The litter box needs to be BIG. By big, I mean bigger than most, if not all, litter boxes
available at stores. The best litter boxes are clear, plastic rubber maid type boxes
measuring 30-36 inches long and 18-24 inches wide. Cut a hole on the side to make an
entrance, or cut a section to lower the rim so the cat can easily get in and out.
The depth of litter needs to be at least 3 inches.
The litter box needs to uncovered. Cats do not like covered boxes.
The litter box needs to be in a quiet location, where any dogs cannot get to, and that allows easy access for the cat. You can use baby gates mounted a little off the ground to let the cat get under but not the dog, or a hook and eye at the top of the door so the cat can squeeze through but the dog cannot.

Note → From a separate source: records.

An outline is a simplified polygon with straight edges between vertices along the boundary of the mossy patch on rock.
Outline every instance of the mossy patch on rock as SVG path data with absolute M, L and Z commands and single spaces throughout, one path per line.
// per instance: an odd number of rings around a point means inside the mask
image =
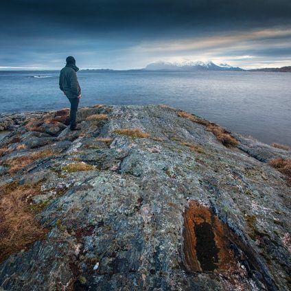
M 75 172 L 91 171 L 95 169 L 95 167 L 93 165 L 89 165 L 84 162 L 79 162 L 72 163 L 67 165 L 62 168 L 62 170 L 64 172 L 67 172 L 68 173 L 73 173 Z

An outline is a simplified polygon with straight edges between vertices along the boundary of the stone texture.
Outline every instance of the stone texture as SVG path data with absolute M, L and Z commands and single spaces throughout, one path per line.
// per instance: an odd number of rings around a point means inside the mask
M 108 120 L 86 120 L 100 113 Z M 84 108 L 78 120 L 81 130 L 39 145 L 59 144 L 54 156 L 21 172 L 22 183 L 42 183 L 34 202 L 49 202 L 36 219 L 49 231 L 1 262 L 4 290 L 288 290 L 291 188 L 266 162 L 290 152 L 235 134 L 227 148 L 159 106 Z M 76 161 L 95 168 L 62 170 Z

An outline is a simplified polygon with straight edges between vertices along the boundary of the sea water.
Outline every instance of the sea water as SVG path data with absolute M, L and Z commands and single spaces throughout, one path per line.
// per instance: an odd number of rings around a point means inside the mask
M 59 71 L 0 71 L 0 113 L 69 106 Z M 267 143 L 291 146 L 291 73 L 80 71 L 80 106 L 165 104 Z

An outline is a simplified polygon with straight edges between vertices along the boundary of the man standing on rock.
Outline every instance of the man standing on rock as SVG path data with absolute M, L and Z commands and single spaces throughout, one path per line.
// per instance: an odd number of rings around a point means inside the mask
M 75 60 L 73 56 L 66 58 L 67 65 L 62 69 L 60 74 L 60 89 L 64 92 L 71 103 L 70 110 L 70 129 L 71 130 L 80 130 L 76 126 L 76 116 L 78 106 L 81 98 L 81 88 L 78 82 L 76 72 L 79 68 L 75 65 Z

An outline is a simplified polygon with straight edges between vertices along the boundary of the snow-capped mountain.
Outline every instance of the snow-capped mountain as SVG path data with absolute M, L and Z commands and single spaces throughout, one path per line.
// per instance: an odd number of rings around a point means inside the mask
M 232 67 L 226 63 L 214 64 L 211 60 L 207 62 L 155 62 L 145 68 L 149 71 L 244 71 L 237 67 Z

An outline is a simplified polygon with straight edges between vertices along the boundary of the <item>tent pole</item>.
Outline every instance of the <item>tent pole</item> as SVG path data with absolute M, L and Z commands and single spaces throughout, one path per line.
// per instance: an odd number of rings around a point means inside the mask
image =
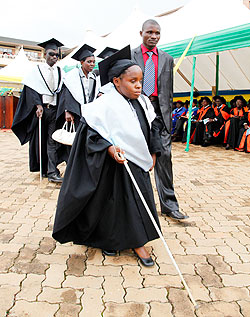
M 219 52 L 216 52 L 216 79 L 215 79 L 216 95 L 218 95 L 218 91 L 219 91 L 219 64 L 220 64 L 220 55 L 219 55 Z
M 192 117 L 192 107 L 193 107 L 193 97 L 194 97 L 194 75 L 195 75 L 195 63 L 196 56 L 193 57 L 193 71 L 192 71 L 192 83 L 191 83 L 191 92 L 190 92 L 190 103 L 188 109 L 188 126 L 187 126 L 187 145 L 185 151 L 189 151 L 189 141 L 190 141 L 190 131 L 191 131 L 191 117 Z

A cat needs to feel safe when it has to use the litter box, and this cannot happen if the dog has access to the same room.
The litter box needs to be scooped at least twice daily, every day. Cats are very clean animals, and just like you and I do not want to use a dirty bathroom. Think of going into a public restroom and the person who used it before you did not flush. You would leave quickly and find another, clean toilet. Cats react in the same way to a dirty litter box.
If you have multiple cats, you need multiple litter boxes. The rule is you need a box for every cat, plus one. So, if you have 3 cats, you need 4 boxes. There comes a point where this is not practical, depending on the size of your home and how many cats you have, but in general try to stick to this rule.
The litter boxes should not be right next to one another, as one cat can very effectively block another cat from using both boxes if they are beside each other.
The litter boxes should not be beside food and water resources.